Effects of the Invention Since the stepped screw according to the present invention is configured as described above, how can each thread be divided? Since the f-force is averaged, the peak bending moment per unit generated at the thread root also becomes approximately equal.

This results in stepped screws with excellent fatigue properties.

[Brief explanation of the drawing]

1 to 7 are diagrams showing an embodiment of the present invention, FIG. 1 is an enlarged view of the main part of FIG. 2, FIG. 2 is a longitudinal sectional view of the accumulator, and FIGS. 3 and 5 to Figure 7 is an enlarged cross-sectional view showing an example of each of the five ponds, and corresponds to Figure 1. Figure 4 is a diagram showing the relationship between each thread root and the maximum bending moment per unit.
FIG. 8 is a longitudinal sectional view showing a conventional example. 19 ... Male thread 20 ... Male thread FW ... Contact area L ... Contact height Fig. 1

Claims (5)

[Claims] (1) In screws that are screwed together and are subjected to fluctuating loads, the screw on the side that receives the tensile load has a missing contact surface at the top of each thread at the end of the screw in order to reduce the peak bending moment per unit.

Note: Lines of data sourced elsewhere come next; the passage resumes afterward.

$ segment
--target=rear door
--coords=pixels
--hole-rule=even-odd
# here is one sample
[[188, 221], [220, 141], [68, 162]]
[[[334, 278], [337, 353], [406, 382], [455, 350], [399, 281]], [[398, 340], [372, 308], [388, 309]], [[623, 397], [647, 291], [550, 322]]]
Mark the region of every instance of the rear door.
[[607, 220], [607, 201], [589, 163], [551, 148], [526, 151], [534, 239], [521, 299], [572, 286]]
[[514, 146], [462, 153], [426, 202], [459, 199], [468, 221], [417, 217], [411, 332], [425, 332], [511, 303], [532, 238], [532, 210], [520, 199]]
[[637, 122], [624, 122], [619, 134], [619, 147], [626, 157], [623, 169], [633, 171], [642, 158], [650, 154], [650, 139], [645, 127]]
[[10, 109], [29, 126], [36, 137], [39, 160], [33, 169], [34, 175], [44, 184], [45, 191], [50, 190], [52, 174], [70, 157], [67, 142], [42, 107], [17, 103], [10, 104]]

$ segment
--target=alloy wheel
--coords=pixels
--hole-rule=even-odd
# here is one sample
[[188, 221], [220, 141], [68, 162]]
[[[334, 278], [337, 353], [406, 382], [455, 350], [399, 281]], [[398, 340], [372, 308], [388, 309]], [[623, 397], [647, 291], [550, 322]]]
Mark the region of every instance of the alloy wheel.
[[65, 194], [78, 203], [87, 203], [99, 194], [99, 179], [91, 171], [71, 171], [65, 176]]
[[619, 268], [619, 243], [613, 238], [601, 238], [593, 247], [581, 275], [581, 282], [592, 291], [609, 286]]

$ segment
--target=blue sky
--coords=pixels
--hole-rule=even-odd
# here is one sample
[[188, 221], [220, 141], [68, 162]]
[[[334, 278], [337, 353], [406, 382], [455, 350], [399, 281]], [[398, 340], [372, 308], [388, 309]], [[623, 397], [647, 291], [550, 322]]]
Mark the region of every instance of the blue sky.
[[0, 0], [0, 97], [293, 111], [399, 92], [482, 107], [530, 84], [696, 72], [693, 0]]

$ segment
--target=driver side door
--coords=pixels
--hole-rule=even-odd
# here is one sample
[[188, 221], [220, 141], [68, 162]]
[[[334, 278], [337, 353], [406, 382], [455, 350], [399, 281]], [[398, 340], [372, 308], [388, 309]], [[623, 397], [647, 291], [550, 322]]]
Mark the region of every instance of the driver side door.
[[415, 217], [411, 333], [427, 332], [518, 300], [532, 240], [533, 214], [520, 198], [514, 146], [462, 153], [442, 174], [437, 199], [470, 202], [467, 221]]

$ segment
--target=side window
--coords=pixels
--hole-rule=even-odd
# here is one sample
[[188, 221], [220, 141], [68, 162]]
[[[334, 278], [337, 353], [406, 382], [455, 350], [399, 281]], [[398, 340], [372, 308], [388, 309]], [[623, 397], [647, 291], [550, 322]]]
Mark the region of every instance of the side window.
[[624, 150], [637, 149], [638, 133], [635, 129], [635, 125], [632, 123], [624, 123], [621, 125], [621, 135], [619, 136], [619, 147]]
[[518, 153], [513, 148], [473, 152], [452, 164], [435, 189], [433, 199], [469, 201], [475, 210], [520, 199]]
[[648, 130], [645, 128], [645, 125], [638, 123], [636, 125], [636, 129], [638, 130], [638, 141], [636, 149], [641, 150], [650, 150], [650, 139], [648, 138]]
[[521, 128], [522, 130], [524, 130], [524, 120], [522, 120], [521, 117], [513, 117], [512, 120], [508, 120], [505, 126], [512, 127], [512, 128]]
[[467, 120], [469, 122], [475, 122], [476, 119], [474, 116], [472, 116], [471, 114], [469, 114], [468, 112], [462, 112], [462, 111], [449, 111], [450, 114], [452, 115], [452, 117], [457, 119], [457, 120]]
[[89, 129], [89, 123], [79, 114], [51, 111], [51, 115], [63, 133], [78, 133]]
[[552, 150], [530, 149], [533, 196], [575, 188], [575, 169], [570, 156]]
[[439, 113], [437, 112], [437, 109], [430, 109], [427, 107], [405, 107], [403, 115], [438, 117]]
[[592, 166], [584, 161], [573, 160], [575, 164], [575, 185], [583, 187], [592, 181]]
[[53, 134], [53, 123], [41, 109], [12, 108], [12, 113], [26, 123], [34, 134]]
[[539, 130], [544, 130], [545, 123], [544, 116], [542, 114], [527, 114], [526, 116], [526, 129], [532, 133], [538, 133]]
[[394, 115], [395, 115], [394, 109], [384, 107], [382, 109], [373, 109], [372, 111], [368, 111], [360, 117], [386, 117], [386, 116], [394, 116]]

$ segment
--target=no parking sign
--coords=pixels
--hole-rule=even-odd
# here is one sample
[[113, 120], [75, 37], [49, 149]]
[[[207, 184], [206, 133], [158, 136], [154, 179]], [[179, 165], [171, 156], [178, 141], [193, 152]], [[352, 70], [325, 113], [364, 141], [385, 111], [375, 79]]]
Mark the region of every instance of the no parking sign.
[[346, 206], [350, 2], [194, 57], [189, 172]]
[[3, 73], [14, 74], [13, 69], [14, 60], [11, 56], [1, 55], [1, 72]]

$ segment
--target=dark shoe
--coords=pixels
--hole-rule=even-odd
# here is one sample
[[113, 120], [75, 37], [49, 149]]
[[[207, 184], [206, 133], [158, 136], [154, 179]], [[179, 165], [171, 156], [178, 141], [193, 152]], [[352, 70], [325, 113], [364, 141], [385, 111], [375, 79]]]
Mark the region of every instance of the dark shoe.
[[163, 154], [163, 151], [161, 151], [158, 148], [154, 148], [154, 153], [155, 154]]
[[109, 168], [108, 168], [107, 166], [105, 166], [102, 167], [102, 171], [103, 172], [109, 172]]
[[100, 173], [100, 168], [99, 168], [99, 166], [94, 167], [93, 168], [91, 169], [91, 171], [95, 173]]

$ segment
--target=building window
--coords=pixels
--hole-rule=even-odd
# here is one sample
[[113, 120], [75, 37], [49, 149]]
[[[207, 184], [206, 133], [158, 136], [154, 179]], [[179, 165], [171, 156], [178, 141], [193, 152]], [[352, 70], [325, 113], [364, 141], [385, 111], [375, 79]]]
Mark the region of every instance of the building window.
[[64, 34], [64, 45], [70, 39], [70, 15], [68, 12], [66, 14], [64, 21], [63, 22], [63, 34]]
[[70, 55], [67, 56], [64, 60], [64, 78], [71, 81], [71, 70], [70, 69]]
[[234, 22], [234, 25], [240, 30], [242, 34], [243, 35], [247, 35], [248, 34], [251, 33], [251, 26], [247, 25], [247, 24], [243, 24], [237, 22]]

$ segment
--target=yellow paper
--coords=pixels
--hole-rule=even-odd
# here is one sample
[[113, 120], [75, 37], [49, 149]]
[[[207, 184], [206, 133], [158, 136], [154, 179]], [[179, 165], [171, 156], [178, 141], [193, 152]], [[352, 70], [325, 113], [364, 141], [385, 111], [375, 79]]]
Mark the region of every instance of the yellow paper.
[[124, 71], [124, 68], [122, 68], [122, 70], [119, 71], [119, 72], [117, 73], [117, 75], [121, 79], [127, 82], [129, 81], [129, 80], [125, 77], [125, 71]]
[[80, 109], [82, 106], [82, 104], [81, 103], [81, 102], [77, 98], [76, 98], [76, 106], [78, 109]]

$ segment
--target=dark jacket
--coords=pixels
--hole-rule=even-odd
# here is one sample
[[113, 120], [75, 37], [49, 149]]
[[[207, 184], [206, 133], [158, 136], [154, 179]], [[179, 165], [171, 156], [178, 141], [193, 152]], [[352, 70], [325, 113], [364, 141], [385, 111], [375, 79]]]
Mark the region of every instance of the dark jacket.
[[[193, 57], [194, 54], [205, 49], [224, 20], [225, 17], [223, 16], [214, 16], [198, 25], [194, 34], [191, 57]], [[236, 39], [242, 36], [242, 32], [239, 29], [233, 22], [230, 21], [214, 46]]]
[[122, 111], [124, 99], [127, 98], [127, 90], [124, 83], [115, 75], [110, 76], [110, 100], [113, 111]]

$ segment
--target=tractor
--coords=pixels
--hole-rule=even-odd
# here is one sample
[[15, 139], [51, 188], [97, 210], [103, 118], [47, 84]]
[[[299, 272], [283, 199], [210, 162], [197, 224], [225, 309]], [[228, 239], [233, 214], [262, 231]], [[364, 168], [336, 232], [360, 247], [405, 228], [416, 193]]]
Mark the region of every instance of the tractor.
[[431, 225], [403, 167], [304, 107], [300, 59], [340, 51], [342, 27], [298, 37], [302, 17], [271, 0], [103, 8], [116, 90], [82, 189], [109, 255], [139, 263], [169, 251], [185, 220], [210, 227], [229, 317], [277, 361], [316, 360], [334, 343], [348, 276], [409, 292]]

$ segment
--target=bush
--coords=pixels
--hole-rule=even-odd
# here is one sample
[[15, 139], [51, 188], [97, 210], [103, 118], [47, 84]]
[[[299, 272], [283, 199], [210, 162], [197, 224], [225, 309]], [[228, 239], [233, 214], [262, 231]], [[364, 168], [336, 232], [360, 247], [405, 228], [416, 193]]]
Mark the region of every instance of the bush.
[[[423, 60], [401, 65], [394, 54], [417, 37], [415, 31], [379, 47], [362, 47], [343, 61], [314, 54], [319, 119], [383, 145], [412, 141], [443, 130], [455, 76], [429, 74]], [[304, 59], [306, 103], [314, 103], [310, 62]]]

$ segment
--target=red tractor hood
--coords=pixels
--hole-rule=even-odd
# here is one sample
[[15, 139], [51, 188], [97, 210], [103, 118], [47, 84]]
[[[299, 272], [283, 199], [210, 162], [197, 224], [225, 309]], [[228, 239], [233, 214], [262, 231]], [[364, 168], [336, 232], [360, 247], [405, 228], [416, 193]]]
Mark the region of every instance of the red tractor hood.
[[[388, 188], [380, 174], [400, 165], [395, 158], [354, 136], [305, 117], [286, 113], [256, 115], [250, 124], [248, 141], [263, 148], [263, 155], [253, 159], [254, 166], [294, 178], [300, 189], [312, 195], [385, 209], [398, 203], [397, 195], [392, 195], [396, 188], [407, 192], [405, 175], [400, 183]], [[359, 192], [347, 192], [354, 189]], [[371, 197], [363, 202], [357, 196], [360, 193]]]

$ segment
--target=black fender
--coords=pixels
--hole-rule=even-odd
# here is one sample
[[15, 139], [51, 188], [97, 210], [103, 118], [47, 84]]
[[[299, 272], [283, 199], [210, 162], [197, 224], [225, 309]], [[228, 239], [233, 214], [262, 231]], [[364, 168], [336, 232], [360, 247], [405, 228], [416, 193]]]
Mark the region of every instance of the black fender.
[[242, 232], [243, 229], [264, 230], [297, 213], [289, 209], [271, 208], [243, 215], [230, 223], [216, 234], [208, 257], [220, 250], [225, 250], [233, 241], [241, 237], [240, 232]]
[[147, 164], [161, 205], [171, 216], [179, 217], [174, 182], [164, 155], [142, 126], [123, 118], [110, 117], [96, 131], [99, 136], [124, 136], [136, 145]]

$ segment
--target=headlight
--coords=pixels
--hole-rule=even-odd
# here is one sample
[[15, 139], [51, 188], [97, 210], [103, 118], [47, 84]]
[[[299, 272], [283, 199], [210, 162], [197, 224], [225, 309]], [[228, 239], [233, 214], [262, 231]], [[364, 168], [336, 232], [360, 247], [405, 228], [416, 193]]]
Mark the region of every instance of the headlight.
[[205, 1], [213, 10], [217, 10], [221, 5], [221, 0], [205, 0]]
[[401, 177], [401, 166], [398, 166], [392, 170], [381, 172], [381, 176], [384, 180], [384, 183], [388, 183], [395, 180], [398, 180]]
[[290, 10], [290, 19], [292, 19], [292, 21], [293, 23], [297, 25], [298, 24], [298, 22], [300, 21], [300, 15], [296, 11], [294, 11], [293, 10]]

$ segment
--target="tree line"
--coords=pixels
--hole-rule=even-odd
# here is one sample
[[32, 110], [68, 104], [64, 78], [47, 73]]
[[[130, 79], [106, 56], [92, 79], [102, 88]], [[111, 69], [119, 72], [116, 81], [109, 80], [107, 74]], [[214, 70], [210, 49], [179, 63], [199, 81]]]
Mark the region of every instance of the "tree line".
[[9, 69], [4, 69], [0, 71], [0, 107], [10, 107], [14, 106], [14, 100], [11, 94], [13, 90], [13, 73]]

A stepped screw with excellent fatigue properties, characterized by a contact height lower than that of other parts. (2) In screws that are screwed together and are subjected to fluctuating loads, the screw on the side that receives the tensile load has a low ridge portion and a middle ridge portion that are continuous from one end to the other in order to reduce the peak bending moment per unit. A stepped screw with excellent fatigue properties, characterized by having a standard crest and a standard ridge. (3) The stepped screw with excellent fatigue properties according to claim 2, wherein the contact height of the low ridge portion and the intermediate ridge portion is adjusted by cutting the top of the thread. (4) Fatigue characteristics according to claim 2, characterized in that the contact height of the threads of the low thread portion and the middle thread portion is adjusted by cutting the contact surface of the top portion of each thread. Excellent stepped screw. (5) Excellent fatigue properties according to claim 2, characterized in that the contact height of the screw thread in the middle thread part is lower than the contact height of the standard thread part and higher than the contact height of the low thread part. Stepped screw.